The short answer: divide the pills you have by the number you take per day and round down to get your days of supply. Reorder when you have about seven to ten days left, not on your last pill, so a weekend or a pharmacy delay never leaves you without medicine.
Running out of a medicine is one of the most avoidable problems in taking one, and it almost always happens for the same reason: nobody was counting until the bottle was nearly empty. A little arithmetic, done once and kept current, turns "I think I have some left" into "I have eleven days, I will reorder Thursday."
Step 1: Count what you have now
Open the bottle and count the pills. That number is your starting inventory. Do it once, honestly, and you only ever have to adjust from there.
Step 2: Work out your daily rate
Multiply pills per dose by doses per day. One pill twice a day is 2 per day. Two pills three times a day is 6 per day. This is your consumption rate, and it is the number everything else depends on.
Step 3: Divide to get days of supply
Days of supply = pills you have ÷ pills per day, rounded down.
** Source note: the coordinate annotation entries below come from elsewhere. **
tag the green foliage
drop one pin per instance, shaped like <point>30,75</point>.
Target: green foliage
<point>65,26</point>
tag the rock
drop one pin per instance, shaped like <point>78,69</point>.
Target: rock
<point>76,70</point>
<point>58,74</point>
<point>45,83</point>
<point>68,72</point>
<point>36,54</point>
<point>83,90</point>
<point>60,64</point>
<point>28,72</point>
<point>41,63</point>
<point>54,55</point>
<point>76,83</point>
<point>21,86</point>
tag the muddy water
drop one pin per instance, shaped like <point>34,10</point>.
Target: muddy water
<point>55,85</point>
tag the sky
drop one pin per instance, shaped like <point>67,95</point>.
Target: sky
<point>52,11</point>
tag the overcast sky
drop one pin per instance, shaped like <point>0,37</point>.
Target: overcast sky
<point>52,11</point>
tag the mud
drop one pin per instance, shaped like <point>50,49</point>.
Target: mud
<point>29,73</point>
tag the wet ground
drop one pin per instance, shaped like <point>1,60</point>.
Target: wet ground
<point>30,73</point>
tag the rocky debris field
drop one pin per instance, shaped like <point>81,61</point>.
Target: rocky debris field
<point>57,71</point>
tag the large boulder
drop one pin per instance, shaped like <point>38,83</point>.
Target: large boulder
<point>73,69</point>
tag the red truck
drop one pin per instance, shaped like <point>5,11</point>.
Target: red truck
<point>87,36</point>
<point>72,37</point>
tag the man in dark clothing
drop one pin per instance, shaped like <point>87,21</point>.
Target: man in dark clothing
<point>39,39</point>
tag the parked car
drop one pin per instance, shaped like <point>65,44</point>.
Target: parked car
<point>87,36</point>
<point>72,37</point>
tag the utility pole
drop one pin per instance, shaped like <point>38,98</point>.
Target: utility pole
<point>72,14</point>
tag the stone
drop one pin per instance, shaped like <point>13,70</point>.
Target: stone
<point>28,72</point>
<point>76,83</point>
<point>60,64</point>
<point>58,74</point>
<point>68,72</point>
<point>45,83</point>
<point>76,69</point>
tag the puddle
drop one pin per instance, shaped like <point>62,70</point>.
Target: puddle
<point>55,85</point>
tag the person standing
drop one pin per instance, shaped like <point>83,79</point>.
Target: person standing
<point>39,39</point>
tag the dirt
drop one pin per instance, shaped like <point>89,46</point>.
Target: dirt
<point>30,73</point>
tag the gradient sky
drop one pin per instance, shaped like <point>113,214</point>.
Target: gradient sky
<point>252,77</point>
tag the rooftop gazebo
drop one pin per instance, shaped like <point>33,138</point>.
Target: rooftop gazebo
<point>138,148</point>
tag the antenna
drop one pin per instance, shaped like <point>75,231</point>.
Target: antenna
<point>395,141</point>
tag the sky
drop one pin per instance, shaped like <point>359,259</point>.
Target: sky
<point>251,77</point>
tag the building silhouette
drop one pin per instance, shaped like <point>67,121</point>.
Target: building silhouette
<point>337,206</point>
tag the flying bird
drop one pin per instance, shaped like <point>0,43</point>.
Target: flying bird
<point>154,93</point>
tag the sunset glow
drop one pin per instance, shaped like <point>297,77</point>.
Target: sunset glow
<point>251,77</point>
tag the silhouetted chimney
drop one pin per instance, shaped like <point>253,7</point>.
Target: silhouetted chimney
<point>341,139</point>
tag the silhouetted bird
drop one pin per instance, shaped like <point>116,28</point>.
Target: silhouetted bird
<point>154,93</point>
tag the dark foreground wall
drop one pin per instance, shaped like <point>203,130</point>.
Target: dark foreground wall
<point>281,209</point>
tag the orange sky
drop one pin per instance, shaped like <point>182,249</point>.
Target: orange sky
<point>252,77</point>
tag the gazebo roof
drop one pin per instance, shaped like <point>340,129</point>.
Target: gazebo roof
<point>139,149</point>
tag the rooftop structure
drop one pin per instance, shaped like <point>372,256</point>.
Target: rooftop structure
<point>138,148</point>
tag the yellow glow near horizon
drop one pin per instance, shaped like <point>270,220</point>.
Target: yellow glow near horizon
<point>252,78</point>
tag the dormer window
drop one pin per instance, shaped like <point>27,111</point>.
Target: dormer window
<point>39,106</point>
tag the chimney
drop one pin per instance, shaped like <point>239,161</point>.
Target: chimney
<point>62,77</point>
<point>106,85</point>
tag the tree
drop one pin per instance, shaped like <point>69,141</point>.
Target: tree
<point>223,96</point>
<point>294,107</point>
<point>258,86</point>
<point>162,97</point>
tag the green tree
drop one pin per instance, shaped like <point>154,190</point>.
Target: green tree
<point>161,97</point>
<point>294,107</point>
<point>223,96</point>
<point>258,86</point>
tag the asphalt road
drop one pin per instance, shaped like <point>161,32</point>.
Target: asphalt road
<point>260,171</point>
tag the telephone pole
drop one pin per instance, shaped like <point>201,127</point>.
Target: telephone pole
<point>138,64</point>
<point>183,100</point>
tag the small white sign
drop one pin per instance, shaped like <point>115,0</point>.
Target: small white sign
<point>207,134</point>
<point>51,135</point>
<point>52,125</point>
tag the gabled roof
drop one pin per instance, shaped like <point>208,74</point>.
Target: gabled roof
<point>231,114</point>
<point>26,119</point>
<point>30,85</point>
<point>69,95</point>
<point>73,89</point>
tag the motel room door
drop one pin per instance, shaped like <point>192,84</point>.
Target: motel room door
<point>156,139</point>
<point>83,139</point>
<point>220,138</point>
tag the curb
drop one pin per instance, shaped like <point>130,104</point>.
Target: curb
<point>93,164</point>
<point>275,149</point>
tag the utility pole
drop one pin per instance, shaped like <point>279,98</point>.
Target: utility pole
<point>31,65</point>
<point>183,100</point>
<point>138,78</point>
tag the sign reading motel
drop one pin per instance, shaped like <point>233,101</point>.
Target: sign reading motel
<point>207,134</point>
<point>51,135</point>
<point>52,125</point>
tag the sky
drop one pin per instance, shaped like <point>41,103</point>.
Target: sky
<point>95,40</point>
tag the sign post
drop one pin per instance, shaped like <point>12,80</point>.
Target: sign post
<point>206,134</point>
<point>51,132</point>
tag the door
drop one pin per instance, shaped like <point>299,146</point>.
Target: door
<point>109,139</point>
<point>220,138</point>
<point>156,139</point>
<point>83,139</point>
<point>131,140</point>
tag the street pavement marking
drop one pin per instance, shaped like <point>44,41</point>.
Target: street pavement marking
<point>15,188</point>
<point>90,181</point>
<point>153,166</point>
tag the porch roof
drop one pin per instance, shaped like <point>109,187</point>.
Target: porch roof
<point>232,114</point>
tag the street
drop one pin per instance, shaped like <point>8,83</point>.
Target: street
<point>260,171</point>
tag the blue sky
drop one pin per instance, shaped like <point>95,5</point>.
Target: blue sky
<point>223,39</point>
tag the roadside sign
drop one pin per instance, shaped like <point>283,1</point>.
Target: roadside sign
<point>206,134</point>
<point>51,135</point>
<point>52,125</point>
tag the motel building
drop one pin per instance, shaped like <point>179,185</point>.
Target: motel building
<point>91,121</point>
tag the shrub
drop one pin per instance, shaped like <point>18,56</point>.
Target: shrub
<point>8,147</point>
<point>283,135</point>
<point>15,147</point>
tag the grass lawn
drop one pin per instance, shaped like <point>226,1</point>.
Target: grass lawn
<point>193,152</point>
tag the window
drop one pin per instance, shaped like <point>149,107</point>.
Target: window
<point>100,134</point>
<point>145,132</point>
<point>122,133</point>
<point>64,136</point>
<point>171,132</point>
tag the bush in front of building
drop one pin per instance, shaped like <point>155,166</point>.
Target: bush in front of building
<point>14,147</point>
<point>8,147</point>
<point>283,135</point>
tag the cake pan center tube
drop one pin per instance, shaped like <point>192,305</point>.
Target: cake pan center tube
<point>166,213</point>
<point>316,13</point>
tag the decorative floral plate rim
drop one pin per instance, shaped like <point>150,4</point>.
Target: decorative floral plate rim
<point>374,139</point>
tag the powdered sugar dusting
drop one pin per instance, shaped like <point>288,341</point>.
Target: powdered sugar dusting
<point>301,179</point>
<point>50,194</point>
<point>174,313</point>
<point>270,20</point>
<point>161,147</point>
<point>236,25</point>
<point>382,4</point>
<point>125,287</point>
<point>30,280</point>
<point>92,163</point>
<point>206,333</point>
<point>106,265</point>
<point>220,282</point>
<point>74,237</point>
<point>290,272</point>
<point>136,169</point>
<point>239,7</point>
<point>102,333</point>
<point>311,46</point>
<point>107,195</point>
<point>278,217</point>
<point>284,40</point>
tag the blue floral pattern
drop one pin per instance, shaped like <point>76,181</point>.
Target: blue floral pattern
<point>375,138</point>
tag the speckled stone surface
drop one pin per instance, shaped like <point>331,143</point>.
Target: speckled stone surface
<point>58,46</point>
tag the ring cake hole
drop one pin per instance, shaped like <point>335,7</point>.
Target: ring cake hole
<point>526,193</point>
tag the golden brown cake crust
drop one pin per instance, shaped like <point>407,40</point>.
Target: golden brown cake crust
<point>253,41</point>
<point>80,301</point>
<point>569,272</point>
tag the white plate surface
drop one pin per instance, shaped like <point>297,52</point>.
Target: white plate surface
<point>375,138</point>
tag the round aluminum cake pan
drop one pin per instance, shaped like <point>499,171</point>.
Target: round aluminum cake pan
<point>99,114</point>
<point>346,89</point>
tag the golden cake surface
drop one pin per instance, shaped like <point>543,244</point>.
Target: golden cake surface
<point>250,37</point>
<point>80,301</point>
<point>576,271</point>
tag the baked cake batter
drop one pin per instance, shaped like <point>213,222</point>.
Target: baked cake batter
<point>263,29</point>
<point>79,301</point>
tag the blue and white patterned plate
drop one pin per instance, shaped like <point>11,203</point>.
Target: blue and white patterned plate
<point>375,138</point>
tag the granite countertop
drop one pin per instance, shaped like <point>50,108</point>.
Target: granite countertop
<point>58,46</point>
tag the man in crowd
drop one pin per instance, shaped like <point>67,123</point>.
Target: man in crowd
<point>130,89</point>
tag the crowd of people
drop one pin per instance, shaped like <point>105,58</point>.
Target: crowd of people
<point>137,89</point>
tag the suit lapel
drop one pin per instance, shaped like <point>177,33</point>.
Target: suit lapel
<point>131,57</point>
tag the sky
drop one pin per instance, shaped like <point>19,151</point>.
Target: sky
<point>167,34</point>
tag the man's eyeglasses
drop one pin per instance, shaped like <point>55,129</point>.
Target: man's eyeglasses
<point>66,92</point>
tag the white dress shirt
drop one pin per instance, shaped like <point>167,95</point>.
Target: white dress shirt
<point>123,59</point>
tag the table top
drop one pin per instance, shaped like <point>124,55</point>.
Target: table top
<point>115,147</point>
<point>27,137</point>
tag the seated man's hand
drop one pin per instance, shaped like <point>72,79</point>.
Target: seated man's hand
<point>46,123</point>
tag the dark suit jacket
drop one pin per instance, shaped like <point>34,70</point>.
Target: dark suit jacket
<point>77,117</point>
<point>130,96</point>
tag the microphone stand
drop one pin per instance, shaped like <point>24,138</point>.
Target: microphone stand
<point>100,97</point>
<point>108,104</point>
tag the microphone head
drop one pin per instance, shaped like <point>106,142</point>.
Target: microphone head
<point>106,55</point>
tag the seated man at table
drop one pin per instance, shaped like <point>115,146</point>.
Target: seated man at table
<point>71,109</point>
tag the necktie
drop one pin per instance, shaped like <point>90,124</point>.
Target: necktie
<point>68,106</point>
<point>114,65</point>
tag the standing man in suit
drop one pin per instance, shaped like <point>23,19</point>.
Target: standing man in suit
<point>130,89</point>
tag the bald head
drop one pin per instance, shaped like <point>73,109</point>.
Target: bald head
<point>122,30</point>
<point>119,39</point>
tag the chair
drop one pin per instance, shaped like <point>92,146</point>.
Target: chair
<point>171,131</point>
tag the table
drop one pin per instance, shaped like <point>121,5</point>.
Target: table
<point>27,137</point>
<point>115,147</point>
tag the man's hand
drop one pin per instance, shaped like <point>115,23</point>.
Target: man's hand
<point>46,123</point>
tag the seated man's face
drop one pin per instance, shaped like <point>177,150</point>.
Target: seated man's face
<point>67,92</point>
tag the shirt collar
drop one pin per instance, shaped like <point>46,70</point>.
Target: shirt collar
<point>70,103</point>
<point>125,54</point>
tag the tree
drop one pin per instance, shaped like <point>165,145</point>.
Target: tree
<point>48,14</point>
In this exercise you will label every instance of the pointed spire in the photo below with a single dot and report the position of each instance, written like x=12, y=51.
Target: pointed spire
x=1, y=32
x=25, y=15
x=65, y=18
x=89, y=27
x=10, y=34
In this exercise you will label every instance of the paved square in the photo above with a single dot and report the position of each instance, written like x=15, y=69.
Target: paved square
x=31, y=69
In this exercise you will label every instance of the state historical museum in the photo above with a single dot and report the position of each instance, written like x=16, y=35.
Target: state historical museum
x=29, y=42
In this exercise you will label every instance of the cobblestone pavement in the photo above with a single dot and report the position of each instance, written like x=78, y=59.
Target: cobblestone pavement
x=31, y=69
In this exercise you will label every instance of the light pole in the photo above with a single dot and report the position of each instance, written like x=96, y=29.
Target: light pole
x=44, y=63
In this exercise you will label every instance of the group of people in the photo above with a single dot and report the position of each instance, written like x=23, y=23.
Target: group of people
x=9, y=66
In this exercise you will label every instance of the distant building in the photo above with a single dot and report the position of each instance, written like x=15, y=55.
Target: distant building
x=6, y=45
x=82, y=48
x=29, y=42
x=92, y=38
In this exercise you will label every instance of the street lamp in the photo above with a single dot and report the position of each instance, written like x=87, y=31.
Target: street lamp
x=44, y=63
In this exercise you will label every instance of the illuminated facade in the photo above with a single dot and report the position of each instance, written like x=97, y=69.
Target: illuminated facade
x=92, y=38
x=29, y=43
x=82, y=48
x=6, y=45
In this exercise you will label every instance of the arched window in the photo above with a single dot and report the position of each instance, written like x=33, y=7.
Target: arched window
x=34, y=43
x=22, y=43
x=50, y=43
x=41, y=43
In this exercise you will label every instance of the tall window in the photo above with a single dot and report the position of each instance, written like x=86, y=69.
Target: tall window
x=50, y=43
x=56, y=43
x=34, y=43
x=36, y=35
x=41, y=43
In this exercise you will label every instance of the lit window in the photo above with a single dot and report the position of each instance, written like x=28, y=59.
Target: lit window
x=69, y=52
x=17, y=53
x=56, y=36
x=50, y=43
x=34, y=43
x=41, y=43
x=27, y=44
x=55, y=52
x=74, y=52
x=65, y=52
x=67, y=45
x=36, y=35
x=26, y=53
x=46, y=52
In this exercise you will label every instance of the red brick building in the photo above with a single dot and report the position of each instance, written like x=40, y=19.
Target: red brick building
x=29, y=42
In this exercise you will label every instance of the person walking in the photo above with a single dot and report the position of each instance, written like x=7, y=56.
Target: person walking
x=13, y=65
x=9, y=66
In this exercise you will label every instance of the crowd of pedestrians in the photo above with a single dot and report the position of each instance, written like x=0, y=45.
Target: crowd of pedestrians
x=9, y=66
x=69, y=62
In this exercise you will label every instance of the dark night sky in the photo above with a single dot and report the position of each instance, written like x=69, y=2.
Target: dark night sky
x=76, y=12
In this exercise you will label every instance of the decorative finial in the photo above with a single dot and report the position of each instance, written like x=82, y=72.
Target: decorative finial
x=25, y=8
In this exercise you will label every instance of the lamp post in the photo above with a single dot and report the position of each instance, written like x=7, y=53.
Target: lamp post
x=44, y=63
Example: 40 pills at 2 per day is 20 days. 45 pills at 2 per day is 22 days, not 22.5, because you round down.
Rounding down is not fussiness. Rounding up tells you that you have a day of medicine you do not actually have, and that is precisely the mistake that leaves someone a pill short on a Sunday. When in doubt, undercount.
Step 4: Set a refill trigger with a buffer
Do not reorder on your last pill. Pick a trigger of roughly seven to ten days remaining and reorder then. That buffer absorbs the things that go wrong between "I need a refill" and "I have the medicine in my hand":
- Weekends and holidays when the pharmacy or your doctor is closed.
- Pharmacy processing and stock delays.
- Insurance authorizations or a prescription that needs the doctor to renew it.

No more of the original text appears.